Mobile telephones used on aircraft can "disrupt" avionics and systems, a report published by the UK Civil Aviation Authority has confirmed.

The widely believed theory has been difficult to prove until now, the CAA says, despite considerable anecdotal and circumstantial evidence gathered through pilot reports over the years.

In February, however, the CAA completed tests on a British Airways Boeing 737-200 and Virgin Atlantic Boeing 747-200, "classic" aircraft certificated before the rules on avionics interference protection were tightened. Even now, the CAA warns, many current production avionics systems have components which are manufactured to old standards.

Although post-1989 equipment is less susceptible, it is not always immune from mobile telephone signal interference.

The tests were conducted on the ground for safety. Head of the CAA's Safety Regulation Group avionics section Dan Hawkes says the tests showed:

• interference levels varied with relatively small changes in the location of the telephone in the cabin [which has made it difficult to reproduce recorded events];

• internal doors made of composite material did not block signals;

• passengers in the path of the signal attenuate it, so the number of passengers can influence an aircraft's vulnerability to interference.

Hawkes refers to an event last December when mobile telephone signals opened the pressurisation outflow valves in a Boeing 747-400, causing the cabin altitude to climb. This was traced to a passenger on the upper deck using an Iridium satellite mobile telephone.

The CAA study summarises pilot reports which had been filed as not proven.
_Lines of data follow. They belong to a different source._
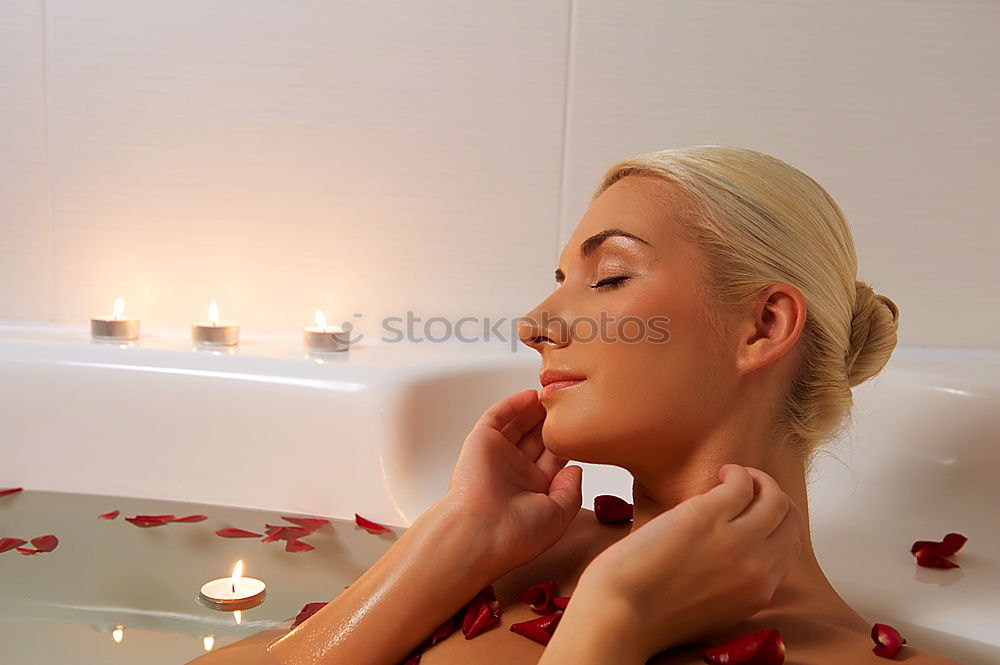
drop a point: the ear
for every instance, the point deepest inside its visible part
(771, 327)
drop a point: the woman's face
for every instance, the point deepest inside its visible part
(655, 375)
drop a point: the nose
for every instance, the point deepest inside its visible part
(539, 329)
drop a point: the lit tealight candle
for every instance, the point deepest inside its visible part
(114, 327)
(214, 333)
(233, 593)
(323, 338)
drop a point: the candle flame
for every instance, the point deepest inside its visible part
(237, 572)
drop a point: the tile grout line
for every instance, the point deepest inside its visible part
(570, 42)
(46, 163)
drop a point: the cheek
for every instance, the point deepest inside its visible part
(644, 399)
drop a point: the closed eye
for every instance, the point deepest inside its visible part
(609, 283)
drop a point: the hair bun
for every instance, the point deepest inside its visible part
(873, 334)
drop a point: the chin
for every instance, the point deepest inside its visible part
(576, 439)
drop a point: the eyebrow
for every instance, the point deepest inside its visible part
(590, 245)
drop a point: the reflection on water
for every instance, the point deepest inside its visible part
(114, 593)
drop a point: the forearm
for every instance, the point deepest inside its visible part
(595, 631)
(435, 567)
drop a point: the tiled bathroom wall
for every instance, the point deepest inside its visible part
(389, 155)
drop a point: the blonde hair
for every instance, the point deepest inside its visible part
(757, 221)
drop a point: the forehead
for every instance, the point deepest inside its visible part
(643, 205)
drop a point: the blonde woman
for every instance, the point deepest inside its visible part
(705, 333)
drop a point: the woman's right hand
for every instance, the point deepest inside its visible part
(701, 567)
(509, 485)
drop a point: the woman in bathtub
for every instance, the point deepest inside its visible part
(704, 335)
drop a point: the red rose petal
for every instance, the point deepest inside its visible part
(611, 509)
(950, 544)
(540, 629)
(7, 544)
(308, 522)
(930, 557)
(45, 543)
(445, 629)
(286, 532)
(888, 641)
(298, 546)
(539, 597)
(764, 647)
(481, 613)
(307, 611)
(144, 523)
(369, 526)
(230, 532)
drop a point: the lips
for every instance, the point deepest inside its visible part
(556, 379)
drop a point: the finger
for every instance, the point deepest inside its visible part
(513, 415)
(550, 463)
(567, 491)
(768, 507)
(732, 496)
(531, 443)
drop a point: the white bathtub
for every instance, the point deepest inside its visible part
(376, 431)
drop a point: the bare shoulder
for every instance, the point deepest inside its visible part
(809, 642)
(565, 561)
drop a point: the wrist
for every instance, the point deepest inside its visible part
(597, 629)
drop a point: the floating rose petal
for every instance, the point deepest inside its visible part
(7, 544)
(298, 546)
(308, 522)
(539, 597)
(45, 543)
(445, 629)
(369, 526)
(888, 641)
(286, 532)
(765, 647)
(307, 611)
(946, 547)
(144, 523)
(481, 613)
(930, 557)
(540, 629)
(230, 532)
(610, 509)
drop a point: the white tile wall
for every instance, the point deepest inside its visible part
(372, 157)
(25, 252)
(891, 105)
(358, 157)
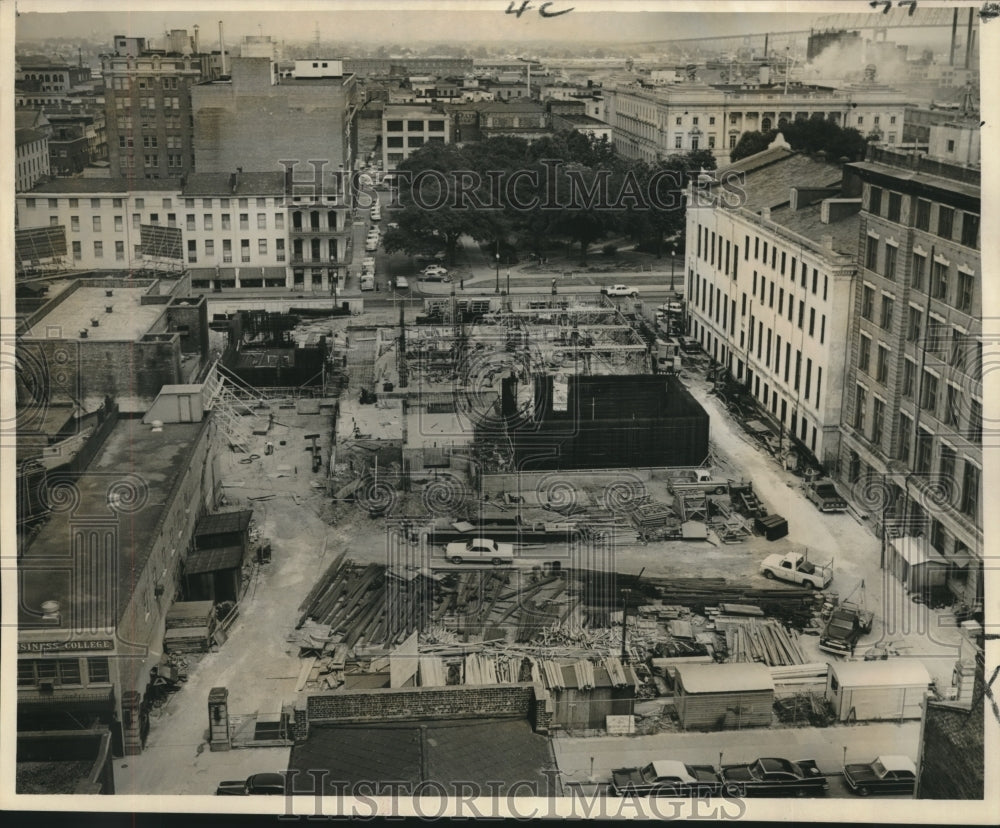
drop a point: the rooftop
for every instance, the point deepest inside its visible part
(235, 183)
(129, 320)
(770, 176)
(136, 468)
(106, 185)
(502, 753)
(724, 678)
(27, 136)
(895, 673)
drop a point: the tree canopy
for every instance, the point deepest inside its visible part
(808, 135)
(568, 186)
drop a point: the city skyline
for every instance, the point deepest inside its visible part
(425, 25)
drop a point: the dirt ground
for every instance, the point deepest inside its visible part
(306, 530)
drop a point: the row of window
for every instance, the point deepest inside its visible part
(227, 249)
(167, 202)
(950, 408)
(150, 142)
(919, 449)
(72, 672)
(763, 338)
(937, 281)
(412, 142)
(925, 215)
(789, 415)
(415, 126)
(209, 246)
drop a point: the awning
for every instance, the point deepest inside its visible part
(224, 522)
(212, 560)
(212, 272)
(68, 701)
(918, 551)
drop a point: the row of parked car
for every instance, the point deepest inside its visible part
(765, 777)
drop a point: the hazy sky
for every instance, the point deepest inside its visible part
(400, 22)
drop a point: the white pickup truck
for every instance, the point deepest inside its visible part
(797, 568)
(480, 550)
(697, 479)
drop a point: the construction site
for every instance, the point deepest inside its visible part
(509, 514)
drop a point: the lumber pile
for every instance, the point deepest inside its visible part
(750, 638)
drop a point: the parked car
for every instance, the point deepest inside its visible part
(847, 624)
(481, 550)
(888, 774)
(826, 497)
(620, 290)
(665, 777)
(269, 784)
(776, 777)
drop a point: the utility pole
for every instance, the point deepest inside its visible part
(626, 593)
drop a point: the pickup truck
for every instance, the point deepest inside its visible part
(254, 785)
(797, 568)
(847, 624)
(620, 290)
(776, 777)
(665, 777)
(480, 550)
(688, 480)
(826, 497)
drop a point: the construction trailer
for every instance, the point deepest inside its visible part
(916, 564)
(723, 696)
(584, 694)
(862, 691)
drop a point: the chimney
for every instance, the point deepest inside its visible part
(222, 48)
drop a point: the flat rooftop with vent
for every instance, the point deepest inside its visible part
(129, 316)
(111, 337)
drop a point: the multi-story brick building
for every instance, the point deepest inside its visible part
(913, 397)
(769, 271)
(315, 107)
(231, 231)
(31, 148)
(651, 123)
(148, 109)
(407, 127)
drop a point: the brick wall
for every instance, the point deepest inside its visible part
(952, 765)
(407, 704)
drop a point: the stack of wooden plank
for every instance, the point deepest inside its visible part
(651, 516)
(189, 626)
(757, 639)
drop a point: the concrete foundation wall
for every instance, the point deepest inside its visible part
(408, 704)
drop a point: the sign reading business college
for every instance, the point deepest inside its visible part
(64, 646)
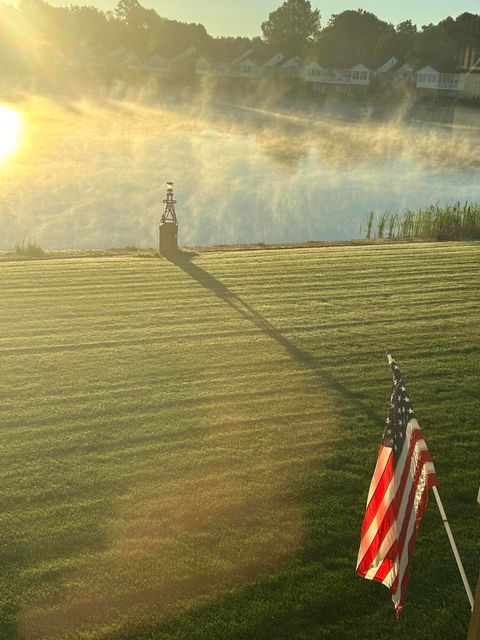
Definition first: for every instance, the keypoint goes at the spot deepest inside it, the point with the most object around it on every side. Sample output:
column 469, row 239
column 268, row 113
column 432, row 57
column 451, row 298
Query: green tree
column 352, row 37
column 292, row 27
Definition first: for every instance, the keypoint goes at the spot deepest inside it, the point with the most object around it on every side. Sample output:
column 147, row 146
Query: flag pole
column 454, row 546
column 449, row 531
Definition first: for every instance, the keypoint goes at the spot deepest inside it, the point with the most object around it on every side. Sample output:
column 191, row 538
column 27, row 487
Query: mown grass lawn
column 186, row 447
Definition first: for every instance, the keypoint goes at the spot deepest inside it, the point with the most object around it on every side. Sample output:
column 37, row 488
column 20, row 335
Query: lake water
column 90, row 173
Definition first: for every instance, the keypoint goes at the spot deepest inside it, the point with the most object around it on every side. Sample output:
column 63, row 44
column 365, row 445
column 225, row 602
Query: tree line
column 295, row 28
They include:

• false cockpit warnings which increase the workload for the crew and reduce their confidence in important warning systems;

• malfunction of aircraft systems and avionics;

• interference in pilot's headsets.

Hawkes says he is worried by the fact that some airlines allow passengers to use mobile telephones while the aircraft is parked. During this phase, he points out, navigation systems can be updating the flight management system and mobile signals could corrupt this process as well as interfering with voice and data communications.